Se lancer dans la critique de son film préféré constitue une démarche très intimidante, voire inabordable. Face à l'oeuvre cinématographique qui vous a le plus touché, remué, bouleversé, comment ne pas rester, par un simple avis, en deçà de la réalité ? En effet, les mots semblent vains et incapables de traduire avec justesse l'émotion et la beauté qui transpirent de Paris, Texas, film d'une force telle qu'il me serre les tripes et me renverse l'âme à chaque vision.
Récit de la renaissance d'un homme (Travis, incarné par Harry Dean Stanton), des années après une histoire d'amour passionnelle avec Jane (Nastassja Kinski), qui l'a littéralement consumé et anéanti, le film de Wenders imprime définitivement sur la rétine, dans le coeur et dans la chair du spectateur des images, des plans, des émotions, des sensations d'une force incomparable et indescriptible.

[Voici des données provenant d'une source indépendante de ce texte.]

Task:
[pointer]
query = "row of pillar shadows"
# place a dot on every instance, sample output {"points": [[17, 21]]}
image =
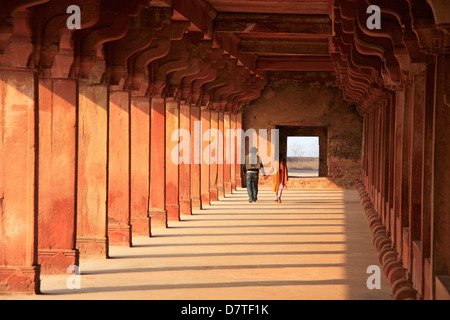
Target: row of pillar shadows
{"points": [[398, 77], [87, 123]]}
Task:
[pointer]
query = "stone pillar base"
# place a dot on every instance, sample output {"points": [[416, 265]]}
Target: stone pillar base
{"points": [[196, 203], [205, 199], [227, 187], [221, 192], [238, 182], [173, 212], [93, 247], [119, 235], [185, 207], [56, 261], [140, 226], [214, 195], [19, 280], [158, 219]]}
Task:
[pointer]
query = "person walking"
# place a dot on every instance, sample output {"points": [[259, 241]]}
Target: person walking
{"points": [[280, 178], [252, 166]]}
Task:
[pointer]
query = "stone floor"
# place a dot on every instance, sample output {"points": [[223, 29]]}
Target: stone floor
{"points": [[315, 245]]}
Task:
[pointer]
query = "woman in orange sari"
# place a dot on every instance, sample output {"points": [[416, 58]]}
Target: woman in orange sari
{"points": [[280, 178]]}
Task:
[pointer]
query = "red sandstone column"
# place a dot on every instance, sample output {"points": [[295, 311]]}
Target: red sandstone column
{"points": [[233, 152], [140, 165], [158, 213], [213, 168], [57, 168], [119, 228], [196, 156], [220, 159], [399, 115], [416, 162], [19, 271], [238, 150], [440, 257], [205, 181], [92, 238], [172, 140], [185, 168], [228, 153]]}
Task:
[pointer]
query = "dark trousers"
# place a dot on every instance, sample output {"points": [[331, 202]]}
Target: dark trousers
{"points": [[252, 185]]}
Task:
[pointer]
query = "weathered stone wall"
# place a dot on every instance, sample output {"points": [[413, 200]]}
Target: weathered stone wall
{"points": [[295, 103]]}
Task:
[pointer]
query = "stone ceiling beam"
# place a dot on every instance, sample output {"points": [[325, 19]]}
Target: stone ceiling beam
{"points": [[301, 63], [273, 24], [306, 47]]}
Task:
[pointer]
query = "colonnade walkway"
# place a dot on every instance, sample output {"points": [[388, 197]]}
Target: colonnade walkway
{"points": [[315, 245]]}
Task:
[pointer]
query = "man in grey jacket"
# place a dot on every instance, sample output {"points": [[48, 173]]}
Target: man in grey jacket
{"points": [[252, 166]]}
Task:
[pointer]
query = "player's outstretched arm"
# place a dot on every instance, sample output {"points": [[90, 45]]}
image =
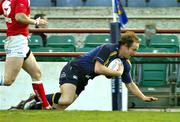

Les multiples visions de ce film me serrent irrémédiablement le coeur et me rendent physiquement fébrile tant l'histoire et sa narration parviennent à se frayer un passage jusqu'à la fibre la plus infime de mon être.
La mise en scène de Wenders s'attache à coller au plus près de l'émotion de ses personnages, parvenant à créer une empathie chez le spectateur rarement atteinte dans une oeuvre de fiction. Ainsi, telle Cécilia dans La rose pourpre du Caire, l'on aimerait que les personnages sortent de l'écran pour pouvoir les prendre dans nos bras.
Par ailleurs, le film est rempli de séquences si poignantes que le ventre se noue à plusieurs reprises, et que, sans crier gare, les larment se mettent à ruisseler. Ainsi, la scène en super 8 retraçant les jours heureux du couple et de leur enfant agit comme un rouleau compresseur et l'on en ressort la gorge nouée, les yeux mouillés et le ventre déglingué. La grande force de Wenders est pourtant de ne jamais sombrer dans le pathos, et de respecter la dignité de ses personnages, victimes malgré eux d'une passion qui les a dépassés.
Mais ce n'est encore rien comparé à la célèbre scène finale, huis-clos de 15 minutes dans une cabine de peep-show, où Travis, ayant retrouvé Jane, lui parle à travers un miroir sans tain. Summum selon moi de l'art cinématographique, cette séquence constitue non seulement le point d'orgue du film mais également celui de ma vie de cinéphile. Le jeu de Nastassja Kinski, face caméra, est d'une puissance irréelle, et la scène surpasse en émotion et en puissance narrative tous les films du monde. La symbiose entre le jeu des acteurs, le choix du cadre, la qualité d'écriture du monologue de Travis et le lieu de la scène, atteint des sommets que je n'ai jamais plus retrouvés.
Oeuvre parfaite étant parvenue à faire physiquement partie de moi-même au même titre qu'un bras ou une jambe, Paris, Texas est un film que j'ai systématiquement peur de revoir , tant l'expérience reste traumatisante émotionnellement à chaque vision.
En définitive, si je ne devais sauver qu'un film parmi tous ceux que le cinéma nous ait offert, Paris, Texas serait celui-ci, sans l'ombre d'un doute ni d'une hésitation. Un chef d'oeuvre absolu, véritable miracle cinématographique, expérience tant physique que psychologique, qui ne me quittera jamais.